Despite changes in the laws, some hospitals may have been receiving supplemental payments from states for uncompensated costs of care for uninsured and Medicaid patients—better known as disproportionate share hospital (DSH) payments—that was far higher than what they should be paid, according to a new General Accountability Office (GAO) report.
During the early 2000s, the Department of Health and Human Services' Office of the Inspector General (HHS OIG) reported significant overpayments to hospitals resulting from states not using accurate methods or data for calculating hospitals' DSH payment limits. Specifically, the OIG found that if states had updated hospital DSH payment limits with cost and payment data for the year the payments were made, the states' hospital DSH payment limits and DSH payments would have been significantly lower.
In 2003, Congress mandated improved accountability for DSH payments under the Medicare Prescription Drug, Improvement, and Modernization Act (MMA) of 2003. In 2005, the Centers for Medicare and Medicaid Services issued a proposed rule in response to those DSH auditing and reporting requirements. However, this rule was not finalized until December 2008.
In the meantime, concerns had been raised about the accuracy of DSH payment limits—particularly if states were estimating limits using data that was not audited in an up-to-date fashion. GAO was asked to examine both how state DSH payments in 2006 compared to DSH payment limits, and how states' calculated 2006 DSH payment limits.
GAO looked at 682 hospitals in four states: California, Michigan, New York, and Texas. It found that DSH limits for 2006 were not calculated appropriately for 91 hospitals in California and 88 hospitals in Texas—specifically, that the states did not take into account all Medicaid payments the hospitals received. However, California, Michigan, and New York had processes to update their DSH payment limits to reflect actual costs and used data from sources subject to an audit for some hospitals.

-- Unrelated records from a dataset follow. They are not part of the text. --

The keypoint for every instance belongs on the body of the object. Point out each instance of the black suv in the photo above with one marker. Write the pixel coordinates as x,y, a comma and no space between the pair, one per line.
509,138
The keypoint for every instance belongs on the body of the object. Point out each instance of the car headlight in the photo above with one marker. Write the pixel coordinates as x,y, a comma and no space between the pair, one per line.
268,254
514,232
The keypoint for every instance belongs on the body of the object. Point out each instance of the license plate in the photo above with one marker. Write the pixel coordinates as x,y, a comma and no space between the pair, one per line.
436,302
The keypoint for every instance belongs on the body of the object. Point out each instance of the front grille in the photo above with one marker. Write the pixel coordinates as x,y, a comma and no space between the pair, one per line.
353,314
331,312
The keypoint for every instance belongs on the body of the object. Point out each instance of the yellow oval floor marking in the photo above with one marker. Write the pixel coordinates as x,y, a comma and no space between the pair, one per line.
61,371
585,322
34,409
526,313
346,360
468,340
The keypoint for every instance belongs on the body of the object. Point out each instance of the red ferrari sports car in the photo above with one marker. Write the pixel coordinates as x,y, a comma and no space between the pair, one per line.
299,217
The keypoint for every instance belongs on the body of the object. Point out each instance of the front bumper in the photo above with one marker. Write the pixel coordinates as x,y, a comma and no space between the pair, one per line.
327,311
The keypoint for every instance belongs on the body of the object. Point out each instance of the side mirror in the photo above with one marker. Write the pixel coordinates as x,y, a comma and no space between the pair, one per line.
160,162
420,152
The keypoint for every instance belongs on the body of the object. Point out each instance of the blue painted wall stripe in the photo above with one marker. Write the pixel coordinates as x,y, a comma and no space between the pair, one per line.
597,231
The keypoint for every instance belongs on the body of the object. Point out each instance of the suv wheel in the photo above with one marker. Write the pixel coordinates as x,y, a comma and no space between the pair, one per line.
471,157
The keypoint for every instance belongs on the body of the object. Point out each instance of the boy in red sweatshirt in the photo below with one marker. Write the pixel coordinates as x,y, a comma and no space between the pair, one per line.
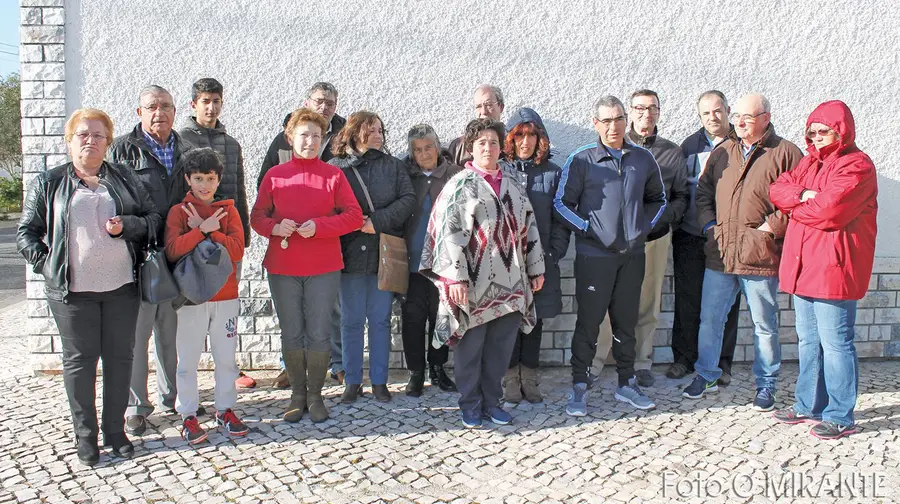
198,217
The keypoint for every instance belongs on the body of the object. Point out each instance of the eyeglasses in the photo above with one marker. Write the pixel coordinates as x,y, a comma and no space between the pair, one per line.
165,107
95,137
610,121
486,105
824,132
747,118
318,102
641,110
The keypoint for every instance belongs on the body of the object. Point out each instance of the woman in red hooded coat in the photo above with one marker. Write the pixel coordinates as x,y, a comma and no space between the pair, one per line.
826,264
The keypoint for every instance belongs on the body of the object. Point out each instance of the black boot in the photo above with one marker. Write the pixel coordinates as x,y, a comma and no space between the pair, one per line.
121,446
416,383
439,377
88,451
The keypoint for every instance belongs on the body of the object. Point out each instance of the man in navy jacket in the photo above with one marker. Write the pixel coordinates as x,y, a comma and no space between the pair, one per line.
611,194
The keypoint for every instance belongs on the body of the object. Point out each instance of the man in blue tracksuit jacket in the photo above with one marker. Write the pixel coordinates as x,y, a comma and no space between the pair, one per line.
610,194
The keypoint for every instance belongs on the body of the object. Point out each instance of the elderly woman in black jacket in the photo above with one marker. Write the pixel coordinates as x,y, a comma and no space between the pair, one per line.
385,194
528,151
83,227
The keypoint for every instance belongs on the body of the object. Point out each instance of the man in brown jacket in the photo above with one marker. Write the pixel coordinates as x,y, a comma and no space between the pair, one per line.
744,236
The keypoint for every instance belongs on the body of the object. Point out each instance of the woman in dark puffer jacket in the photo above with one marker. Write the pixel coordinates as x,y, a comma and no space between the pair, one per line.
359,152
528,151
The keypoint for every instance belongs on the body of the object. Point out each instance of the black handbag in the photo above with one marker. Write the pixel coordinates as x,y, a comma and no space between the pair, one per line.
157,283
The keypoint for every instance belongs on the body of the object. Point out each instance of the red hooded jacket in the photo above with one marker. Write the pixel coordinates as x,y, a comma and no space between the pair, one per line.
829,247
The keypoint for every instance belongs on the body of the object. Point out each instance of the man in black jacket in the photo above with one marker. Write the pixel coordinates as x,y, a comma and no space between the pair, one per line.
611,195
487,102
205,130
644,115
323,98
153,150
428,172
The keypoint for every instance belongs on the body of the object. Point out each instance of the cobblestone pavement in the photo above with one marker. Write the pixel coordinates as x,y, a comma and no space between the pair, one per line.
416,451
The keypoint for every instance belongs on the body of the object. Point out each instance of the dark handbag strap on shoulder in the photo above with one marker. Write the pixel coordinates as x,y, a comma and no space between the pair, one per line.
365,189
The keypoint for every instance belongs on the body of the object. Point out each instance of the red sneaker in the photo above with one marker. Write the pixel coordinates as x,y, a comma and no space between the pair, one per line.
192,432
232,424
245,381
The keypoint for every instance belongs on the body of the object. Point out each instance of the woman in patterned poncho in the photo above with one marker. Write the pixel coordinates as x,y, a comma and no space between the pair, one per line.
483,252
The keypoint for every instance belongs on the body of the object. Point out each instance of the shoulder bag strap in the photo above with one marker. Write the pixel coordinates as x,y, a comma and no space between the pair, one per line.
365,189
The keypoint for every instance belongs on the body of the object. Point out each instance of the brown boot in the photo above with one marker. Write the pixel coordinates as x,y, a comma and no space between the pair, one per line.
282,381
295,365
512,386
317,369
530,385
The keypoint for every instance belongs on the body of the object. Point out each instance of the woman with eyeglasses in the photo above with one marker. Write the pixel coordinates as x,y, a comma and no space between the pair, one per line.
83,226
826,264
385,193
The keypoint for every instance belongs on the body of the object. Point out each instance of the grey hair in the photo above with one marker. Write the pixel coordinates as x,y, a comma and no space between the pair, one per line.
607,101
713,92
498,95
153,89
325,87
421,132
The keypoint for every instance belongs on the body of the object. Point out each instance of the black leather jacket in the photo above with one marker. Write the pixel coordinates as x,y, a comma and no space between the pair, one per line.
42,236
165,190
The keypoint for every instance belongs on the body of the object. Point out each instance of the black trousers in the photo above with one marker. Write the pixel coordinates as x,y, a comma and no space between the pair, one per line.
479,361
527,350
95,325
604,284
419,310
689,262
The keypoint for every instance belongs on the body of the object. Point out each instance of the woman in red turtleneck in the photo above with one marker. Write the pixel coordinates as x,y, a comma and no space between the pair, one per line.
303,208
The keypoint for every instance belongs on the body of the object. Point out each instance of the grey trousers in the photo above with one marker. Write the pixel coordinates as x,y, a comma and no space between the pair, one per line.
337,346
480,360
305,307
162,321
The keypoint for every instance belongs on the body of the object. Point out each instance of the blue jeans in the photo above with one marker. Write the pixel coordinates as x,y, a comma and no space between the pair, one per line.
719,292
829,373
361,301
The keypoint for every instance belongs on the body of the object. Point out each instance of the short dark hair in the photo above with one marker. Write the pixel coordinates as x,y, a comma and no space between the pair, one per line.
202,160
644,92
478,126
713,92
207,85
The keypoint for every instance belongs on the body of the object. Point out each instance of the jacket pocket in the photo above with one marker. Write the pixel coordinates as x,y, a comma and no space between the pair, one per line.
835,255
711,247
757,248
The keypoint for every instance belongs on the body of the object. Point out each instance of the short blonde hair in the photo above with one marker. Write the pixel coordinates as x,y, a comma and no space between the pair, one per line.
88,114
302,115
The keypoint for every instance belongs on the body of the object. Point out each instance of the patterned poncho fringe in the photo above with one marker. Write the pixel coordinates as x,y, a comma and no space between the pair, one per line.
488,242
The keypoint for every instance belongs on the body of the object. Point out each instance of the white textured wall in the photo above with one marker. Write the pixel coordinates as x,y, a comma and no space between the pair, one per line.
415,61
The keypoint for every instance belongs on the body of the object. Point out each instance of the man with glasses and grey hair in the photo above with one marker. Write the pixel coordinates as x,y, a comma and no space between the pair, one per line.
611,195
154,151
487,100
643,112
744,233
323,98
688,244
429,172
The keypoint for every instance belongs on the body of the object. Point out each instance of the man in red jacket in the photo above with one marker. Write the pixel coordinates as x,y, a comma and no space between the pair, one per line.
200,217
829,249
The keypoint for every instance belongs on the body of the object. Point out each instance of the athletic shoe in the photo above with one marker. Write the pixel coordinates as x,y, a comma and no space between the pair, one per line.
577,400
633,395
192,432
698,387
831,430
765,399
232,424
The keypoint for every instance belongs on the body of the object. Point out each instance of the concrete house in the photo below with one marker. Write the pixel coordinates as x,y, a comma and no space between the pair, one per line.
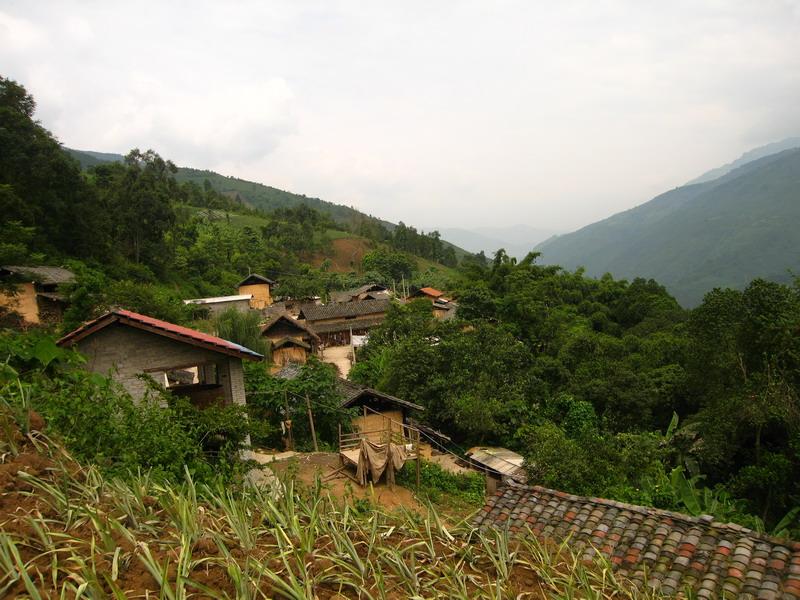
37,297
130,347
259,288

GAO noted that California's experience alone indicates that implementing the requirements of CMS' 2008 final rule could have "a substantial effect on hospital-specific DSH payment limits" in the future. In 2006, the state reduced DSH payment limits for 22 hospitals by more than 49% after applying a methodology based on audited and updated data.

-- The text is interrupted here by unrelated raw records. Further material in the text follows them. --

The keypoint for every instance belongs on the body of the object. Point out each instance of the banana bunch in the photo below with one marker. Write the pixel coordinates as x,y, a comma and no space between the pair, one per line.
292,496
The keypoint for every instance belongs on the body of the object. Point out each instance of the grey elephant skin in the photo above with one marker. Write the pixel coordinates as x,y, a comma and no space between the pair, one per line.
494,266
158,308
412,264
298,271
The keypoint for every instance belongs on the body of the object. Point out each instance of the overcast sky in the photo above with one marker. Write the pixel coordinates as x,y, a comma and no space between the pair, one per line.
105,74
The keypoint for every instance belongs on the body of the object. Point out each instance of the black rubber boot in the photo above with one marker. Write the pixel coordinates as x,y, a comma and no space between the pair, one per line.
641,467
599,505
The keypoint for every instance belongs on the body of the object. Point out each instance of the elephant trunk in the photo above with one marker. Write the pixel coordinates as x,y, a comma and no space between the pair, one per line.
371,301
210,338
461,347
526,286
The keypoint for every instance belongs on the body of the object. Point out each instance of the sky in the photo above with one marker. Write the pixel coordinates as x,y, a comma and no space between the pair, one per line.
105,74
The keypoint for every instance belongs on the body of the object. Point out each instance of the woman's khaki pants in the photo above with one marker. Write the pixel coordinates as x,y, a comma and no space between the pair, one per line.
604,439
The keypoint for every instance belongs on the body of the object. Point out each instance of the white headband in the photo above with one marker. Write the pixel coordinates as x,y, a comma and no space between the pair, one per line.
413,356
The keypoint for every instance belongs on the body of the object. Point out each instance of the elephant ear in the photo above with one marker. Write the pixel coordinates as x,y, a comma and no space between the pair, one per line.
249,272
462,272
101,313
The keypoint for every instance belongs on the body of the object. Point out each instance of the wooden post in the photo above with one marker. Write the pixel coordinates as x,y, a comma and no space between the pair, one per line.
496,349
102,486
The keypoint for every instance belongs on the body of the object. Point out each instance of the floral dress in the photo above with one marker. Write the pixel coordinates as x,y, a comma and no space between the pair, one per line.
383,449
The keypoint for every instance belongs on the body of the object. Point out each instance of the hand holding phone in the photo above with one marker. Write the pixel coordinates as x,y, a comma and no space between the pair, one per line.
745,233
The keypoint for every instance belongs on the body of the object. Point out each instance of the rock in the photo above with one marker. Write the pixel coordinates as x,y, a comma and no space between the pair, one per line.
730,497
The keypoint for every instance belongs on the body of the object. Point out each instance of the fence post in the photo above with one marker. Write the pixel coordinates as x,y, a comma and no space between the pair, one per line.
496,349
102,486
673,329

Although the 2008 DSH rule set a December 2009 deadline for states' 2005 and 2006 DSH audits and reports, CMS is providing states a transition period—through payment year 2010. According to CMS, the transition period was created because of concerns from states regarding budget cycles, planning complications, and the economic downturn. The transition period is intended to ensure states are not adversely affected, GAO said.